Amplitude of the Nc is thought to reflect the

amount of a

Amplitude of the Nc is thought to reflect the

amount of attention directed at a visual stimulus and is related to autonomic arousal (Reynolds & Richards, 2005). These findings suggest that gaze and head orientation direct infants’ attention JAK inhibitor toward peripheral targets, thus facilitating processing of gaze-cued objects. Uncued objects, in contrast, seem to be encoded less effectively and require further processing when they are presented again, eliciting increased brain responses and visual examination. To sum up, even though infants’ overt “gaze” following is affected by the status of a person’s eyes only by the end of the first year, eye gaze serves as an attention-directing cue from birth on, influencing infants’ object

processing by 4 months of age. There is strong evidence that eye gaze shifts in the absence as well as in the presence of congruent changes in head orientation affect infants’ processing of novel objects (Hoehl, Wahl, Michel, & Striano, 2012; Reid & Striano, 2005; Reid et al., 2004; Theuring, Gredebäck, & Hauf, 2007; Wahl et al., 2012). However, do isolated head orientation cues also influence infants’ object processing? Selleck RAD001 Can this information even override incongruent gaze cues?
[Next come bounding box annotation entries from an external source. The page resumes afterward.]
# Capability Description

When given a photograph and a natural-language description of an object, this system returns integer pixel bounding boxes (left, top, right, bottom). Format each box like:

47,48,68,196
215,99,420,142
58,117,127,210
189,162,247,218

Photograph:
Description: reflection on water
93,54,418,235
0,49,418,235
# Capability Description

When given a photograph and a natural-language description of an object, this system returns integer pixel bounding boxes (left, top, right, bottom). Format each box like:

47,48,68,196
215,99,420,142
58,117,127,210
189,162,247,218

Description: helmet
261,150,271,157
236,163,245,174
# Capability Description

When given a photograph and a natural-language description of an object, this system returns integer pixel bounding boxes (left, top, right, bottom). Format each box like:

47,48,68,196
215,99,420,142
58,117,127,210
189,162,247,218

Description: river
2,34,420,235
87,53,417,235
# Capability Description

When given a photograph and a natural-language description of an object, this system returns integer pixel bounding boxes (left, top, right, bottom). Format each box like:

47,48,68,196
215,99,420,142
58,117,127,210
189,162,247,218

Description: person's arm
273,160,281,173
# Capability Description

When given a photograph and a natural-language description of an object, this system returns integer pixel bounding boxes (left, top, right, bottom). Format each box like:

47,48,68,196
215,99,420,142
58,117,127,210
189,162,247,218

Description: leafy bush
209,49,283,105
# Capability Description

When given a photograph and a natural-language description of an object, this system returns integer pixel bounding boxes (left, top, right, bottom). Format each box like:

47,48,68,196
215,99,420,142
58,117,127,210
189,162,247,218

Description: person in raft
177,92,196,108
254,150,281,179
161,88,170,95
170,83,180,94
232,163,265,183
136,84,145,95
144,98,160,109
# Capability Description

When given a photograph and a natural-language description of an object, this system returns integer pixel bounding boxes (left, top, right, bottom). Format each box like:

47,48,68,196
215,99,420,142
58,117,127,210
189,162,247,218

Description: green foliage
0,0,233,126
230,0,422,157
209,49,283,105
These questions bear importance for our understanding of the early development of social attention cueing mechanisms. According to an influential model on the direction of attention through social cues, separate but interconnected neuronal populations process eye gaze, head orientation, and body orientation (Perrett & Emery, 1994; Perrett, Hietanen, Oram, & Benson, 1992). Investigating the effects of isolated eye gaze and head orientation cues will provide information on whether these cues are processed isolated from each other or in conjunction in Non-specific serine/threonine protein kinase early development and whether both are equally effective

in influencing young infants’ object processing. Thus, the aim of the current study is to disentangle the effects of eye gaze and head orientation on 4-month-olds’ processing of objects using eye tracking and ERPs. We present infants with isolated eye gaze or head orientation cues in a between-subjects design. We predict that infants will direct more visual attention and neural resources to uncued objects in the eye gaze condition when they are presented a second time, thus replicating earlier work. We tentatively predict that infants will also follow the direction of the head turn alone, which may consequently affect object processing.